Less common species present in New Zealand:
  • Tussock hawkweed (Hieracium lepidulum) has few bright yellow flowers at the top of the stalk. In the North Island it is only found on Mt. Taranaki, but in the South Island it occurs in Nelson, Marlborough, Canterbury and Otago
  • Field hawkweed (Pilosella caespitosa) is only found in the South Island (Marlborough, Canterbury, Otago), and has green leaves that are softly hairy on both surfaces.


  • Native to Europe and deliberately introduced, hawkweed persists as an invasive weed in many parts of the North and South Islands.

Life cycle

  • Initially plants establish from seed and then spread by daughter plants produced by creeping stolons
  • These weeds are invasive and can be very hard to control
  • Plants form a solid mat which excludes other pasture species
  • Plants flower in spring and later produce seed heads
  • Seeds are black, with a long hairy pappus attached which protects the seed and aids to some extent in wind dispersal
  • Seeds are ribbed with small hairs that allow them to stick to fur, clothing and vehicles.


  • Provides nectar for bees and other insects.

  • While hawkweed is readily grazed by stock it is very low growing and hard for livestock to reach
  • The quality of pasture is reduced – especially in areas heavily infested with hawkweed
  • Stocking rates are reduced and gross annual revenue losses result.

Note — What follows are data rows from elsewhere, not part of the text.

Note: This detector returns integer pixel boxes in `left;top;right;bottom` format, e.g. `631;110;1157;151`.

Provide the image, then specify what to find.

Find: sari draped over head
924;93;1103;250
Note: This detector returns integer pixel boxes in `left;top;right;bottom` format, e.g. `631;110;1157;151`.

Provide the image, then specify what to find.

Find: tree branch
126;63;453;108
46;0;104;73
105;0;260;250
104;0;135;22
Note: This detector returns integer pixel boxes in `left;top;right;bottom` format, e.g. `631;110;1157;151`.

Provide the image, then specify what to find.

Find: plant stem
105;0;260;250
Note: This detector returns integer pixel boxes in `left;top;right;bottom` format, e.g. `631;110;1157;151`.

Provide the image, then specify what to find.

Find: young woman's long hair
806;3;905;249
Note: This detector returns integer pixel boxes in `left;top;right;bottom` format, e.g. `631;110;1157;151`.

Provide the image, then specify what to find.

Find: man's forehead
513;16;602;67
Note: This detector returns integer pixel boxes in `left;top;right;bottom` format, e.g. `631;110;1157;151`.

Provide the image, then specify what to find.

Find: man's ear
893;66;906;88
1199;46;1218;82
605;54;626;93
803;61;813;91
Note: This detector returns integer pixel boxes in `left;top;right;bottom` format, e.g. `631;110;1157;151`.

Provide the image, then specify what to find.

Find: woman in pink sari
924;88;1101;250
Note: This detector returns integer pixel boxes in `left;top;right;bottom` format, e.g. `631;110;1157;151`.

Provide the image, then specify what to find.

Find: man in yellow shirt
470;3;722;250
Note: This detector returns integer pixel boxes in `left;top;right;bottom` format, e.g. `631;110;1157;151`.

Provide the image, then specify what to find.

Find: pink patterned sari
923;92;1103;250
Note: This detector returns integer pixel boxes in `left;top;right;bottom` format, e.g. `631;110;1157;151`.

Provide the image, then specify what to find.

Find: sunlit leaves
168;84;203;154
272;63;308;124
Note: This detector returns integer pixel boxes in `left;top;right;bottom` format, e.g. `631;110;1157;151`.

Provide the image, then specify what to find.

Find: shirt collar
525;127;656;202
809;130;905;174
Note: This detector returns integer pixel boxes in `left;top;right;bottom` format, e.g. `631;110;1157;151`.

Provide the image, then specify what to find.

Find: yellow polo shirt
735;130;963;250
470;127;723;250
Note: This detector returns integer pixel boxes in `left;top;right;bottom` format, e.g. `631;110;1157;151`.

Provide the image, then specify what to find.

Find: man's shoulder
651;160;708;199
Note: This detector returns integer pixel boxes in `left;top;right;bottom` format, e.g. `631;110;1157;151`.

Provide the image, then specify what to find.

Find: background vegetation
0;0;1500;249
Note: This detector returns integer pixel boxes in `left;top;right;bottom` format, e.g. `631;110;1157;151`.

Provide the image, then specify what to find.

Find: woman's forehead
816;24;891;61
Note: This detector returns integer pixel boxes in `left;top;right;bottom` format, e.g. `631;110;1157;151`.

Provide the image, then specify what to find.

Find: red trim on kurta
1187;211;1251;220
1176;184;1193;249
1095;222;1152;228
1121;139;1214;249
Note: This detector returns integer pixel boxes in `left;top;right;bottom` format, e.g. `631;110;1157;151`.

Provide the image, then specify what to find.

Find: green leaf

In 1993 this loss was estimated to be $45 million per annum for New Zealand.

Grazing management

  • Appropriate grazing management is one of the best methods for controlling hawkweed invasion and spread on unfertilized or low-input land
  • Hawkweed species are restricted by grazing but rapidly increase in ungrazed pastures. Therefore, frequent grazing is the easiest method of hawkweed control
  • Spring grazing greatly reduces hawkweed flowering, as flowerheads are palatable to stock. This leads to a lower reproduction rate of the weed.


  • Hawkweed populations decrease under fertiliser application. Sowing new pastures helps to provide competition and suppresses hawkweed
  • The weed is highly invasive under low fertility; maintaining soil fertility is important for the control of hawkweed.


  • Grubbing can be an effective method of control for small infestations. However, it is important to remove all stolons or the plant may re-grow.

Chemical control

  • Chemical control of hawkweed is difficult because most herbicides do more damage to the surrounding pastures than to the weed
  • In trials 2,4-D has shown promise in controlling hawkweed.


Active ingredient When to apply Residual effect Grass damage Clover damage
2,4-D Spring Slight No Slight

Consult your farm consultant, industry rep or New Zealand Agrichemical Manual for more information about chemical control.


In areas of steep hill country where infestations are large and management options are limited consider forestry plantations. Not only will this wipe out the hawkweed infestation but may increase farming profits once trees have established.